In Step 310, following the alternate determination (made in Step 304) that the client production environment is experiencing a complete failure based on the failure(s) (detected in Step 302), a client backup environment (see e.g., FIG. 1B) is instructed to activate all fallback services implemented thereon. In one or many embodiment(s) described herein, said all activated fallback services may correspond to all of the services that had been operating on the client production environment prior to the complete failure.

In Step 312, a production recovery file is obtained from a client service database (see e.g., FIG. 1C).

In Step 314, based on or in accordance with the production recovery file (obtained in Step 312), an optimized recovery, of at least a portion of the service(s) that had been operable on the client production environment, is performed. That is, in one or many embodiment(s) described herein, said optimized recovery may target/entail the portion of services (identified in Step 306) of the client production environment that had been impacted by the partial failure experienced thereby. Alternatively, in one or many other embodiment(s) described herein, said optimized recovery may target/entail all of the services of the client production environment that had been impacted by the complete failure experienced thereby.

In Step 316, based on a progress of the optimized recovery (performed in Step 314), a determination is made as to whether each and every service (i.e., of the identified portion of services impacted by the partial failure in one or many embodiment(s) described herein, or of all services impacted by the complete failure in one or many other embodiment(s)) has/have recovered. In one or many embodiment(s) described herein, if it is determined that each and every impacted service has been recovered (i.e., has once again become operable), then the method proceeds to Step 318. On the other hand, in one or many other embodiment(s) described herein, if it is alternatively determined that each and every impacted service has not recovered (i.e., at least one impacted service has yet to once again become operable), then the method proceeds to Step 314 (described above), where performance of the optimized recovery continues.
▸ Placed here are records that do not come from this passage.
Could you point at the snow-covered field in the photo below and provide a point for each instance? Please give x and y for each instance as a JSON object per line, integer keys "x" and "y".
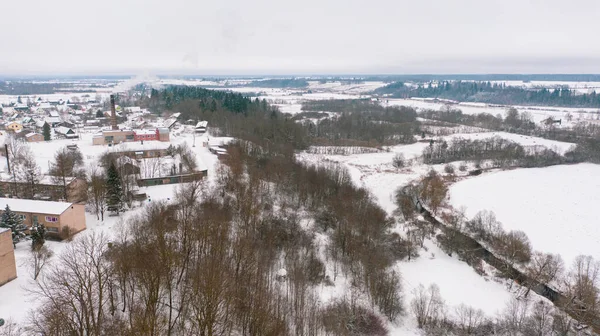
{"x": 457, "y": 281}
{"x": 15, "y": 303}
{"x": 538, "y": 113}
{"x": 554, "y": 206}
{"x": 524, "y": 140}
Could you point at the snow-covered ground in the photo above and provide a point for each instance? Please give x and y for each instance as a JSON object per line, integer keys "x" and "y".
{"x": 15, "y": 303}
{"x": 524, "y": 140}
{"x": 458, "y": 282}
{"x": 538, "y": 113}
{"x": 554, "y": 206}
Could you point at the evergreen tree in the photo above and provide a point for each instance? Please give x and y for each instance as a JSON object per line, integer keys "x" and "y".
{"x": 46, "y": 132}
{"x": 114, "y": 192}
{"x": 38, "y": 236}
{"x": 12, "y": 221}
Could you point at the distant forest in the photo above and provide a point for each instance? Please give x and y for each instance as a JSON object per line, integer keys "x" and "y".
{"x": 280, "y": 83}
{"x": 495, "y": 93}
{"x": 28, "y": 88}
{"x": 360, "y": 123}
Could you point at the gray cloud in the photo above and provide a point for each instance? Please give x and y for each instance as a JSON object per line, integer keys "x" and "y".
{"x": 311, "y": 36}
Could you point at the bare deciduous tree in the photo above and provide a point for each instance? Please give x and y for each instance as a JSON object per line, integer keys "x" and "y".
{"x": 66, "y": 164}
{"x": 515, "y": 247}
{"x": 97, "y": 192}
{"x": 543, "y": 268}
{"x": 427, "y": 305}
{"x": 74, "y": 292}
{"x": 38, "y": 259}
{"x": 540, "y": 322}
{"x": 469, "y": 318}
{"x": 514, "y": 316}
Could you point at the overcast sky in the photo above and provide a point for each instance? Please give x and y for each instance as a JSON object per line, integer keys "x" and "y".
{"x": 299, "y": 37}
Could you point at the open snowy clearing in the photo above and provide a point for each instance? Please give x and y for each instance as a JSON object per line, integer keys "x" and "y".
{"x": 15, "y": 302}
{"x": 554, "y": 206}
{"x": 458, "y": 282}
{"x": 524, "y": 140}
{"x": 538, "y": 113}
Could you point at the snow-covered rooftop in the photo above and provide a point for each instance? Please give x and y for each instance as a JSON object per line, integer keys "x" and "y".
{"x": 44, "y": 207}
{"x": 145, "y": 132}
{"x": 137, "y": 146}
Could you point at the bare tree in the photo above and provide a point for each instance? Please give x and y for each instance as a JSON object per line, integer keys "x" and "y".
{"x": 28, "y": 173}
{"x": 540, "y": 322}
{"x": 484, "y": 226}
{"x": 582, "y": 286}
{"x": 97, "y": 192}
{"x": 543, "y": 268}
{"x": 515, "y": 247}
{"x": 38, "y": 259}
{"x": 74, "y": 292}
{"x": 514, "y": 316}
{"x": 469, "y": 318}
{"x": 15, "y": 148}
{"x": 427, "y": 305}
{"x": 398, "y": 161}
{"x": 433, "y": 190}
{"x": 66, "y": 164}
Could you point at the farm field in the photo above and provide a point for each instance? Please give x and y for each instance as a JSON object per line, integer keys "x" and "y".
{"x": 554, "y": 206}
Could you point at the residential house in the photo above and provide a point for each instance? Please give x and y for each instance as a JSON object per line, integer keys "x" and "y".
{"x": 118, "y": 136}
{"x": 21, "y": 107}
{"x": 61, "y": 219}
{"x": 170, "y": 123}
{"x": 47, "y": 188}
{"x": 201, "y": 126}
{"x": 8, "y": 266}
{"x": 133, "y": 109}
{"x": 34, "y": 137}
{"x": 178, "y": 178}
{"x": 39, "y": 125}
{"x": 53, "y": 121}
{"x": 65, "y": 132}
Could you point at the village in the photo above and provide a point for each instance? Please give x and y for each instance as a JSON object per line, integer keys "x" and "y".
{"x": 56, "y": 162}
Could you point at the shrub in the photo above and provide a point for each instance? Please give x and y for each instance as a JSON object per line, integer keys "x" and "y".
{"x": 399, "y": 161}
{"x": 345, "y": 318}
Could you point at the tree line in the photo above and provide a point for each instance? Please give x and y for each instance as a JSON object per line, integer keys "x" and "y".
{"x": 364, "y": 124}
{"x": 501, "y": 152}
{"x": 210, "y": 263}
{"x": 578, "y": 284}
{"x": 494, "y": 93}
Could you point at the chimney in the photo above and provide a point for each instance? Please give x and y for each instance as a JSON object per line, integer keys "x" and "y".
{"x": 113, "y": 114}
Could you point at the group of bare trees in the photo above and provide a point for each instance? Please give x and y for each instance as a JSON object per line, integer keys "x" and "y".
{"x": 577, "y": 289}
{"x": 500, "y": 152}
{"x": 209, "y": 263}
{"x": 521, "y": 316}
{"x": 26, "y": 175}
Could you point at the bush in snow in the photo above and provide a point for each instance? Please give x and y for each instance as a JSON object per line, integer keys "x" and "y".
{"x": 345, "y": 318}
{"x": 399, "y": 161}
{"x": 12, "y": 221}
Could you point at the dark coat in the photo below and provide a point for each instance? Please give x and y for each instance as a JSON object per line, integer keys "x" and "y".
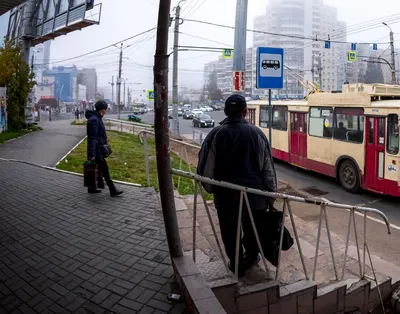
{"x": 239, "y": 153}
{"x": 96, "y": 133}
In Step 318, following the determination (made in Step 316) that each and every service (i.e., of the identified portion of services impacted by the partial failure in one or many embodiment(s) described herein, or of all services impacted by the complete failure in one or many other embodiment(s)) has recovered based on a progress of the optimized recovery (performed in Step 314), the client backup environment is instructed to deactivate at least a portion of the fallback services that had been activated thereon. That is, in one or many embodiment(s) described herein, the instructed deactivation may target/entail the portion of fallback services that had been activated as a result of the partial failure that had imposed on the client production environment earlier. Alternatively, in one or many other embodiment(s) described herein, the instructed deactivation may target/entail all fallback services that had been activated as a result of the complete failure that had imposed on the client production environment earlier.

FIG. 4 shows a flowchart describing a method for handling production inventory files in accordance with one or more embodiments described herein. The various steps outlined below may be performed by a vendor recovery service of the vendor infrastructure (see e.g., FIGS. 1A, 1D, and 1E). Further, while the various steps in the flowchart are presented and described sequentially, one of ordinary skill will appreciate that some or all steps may be executed in different orders, may be combined or omitted, and some or all steps may be executed in parallel.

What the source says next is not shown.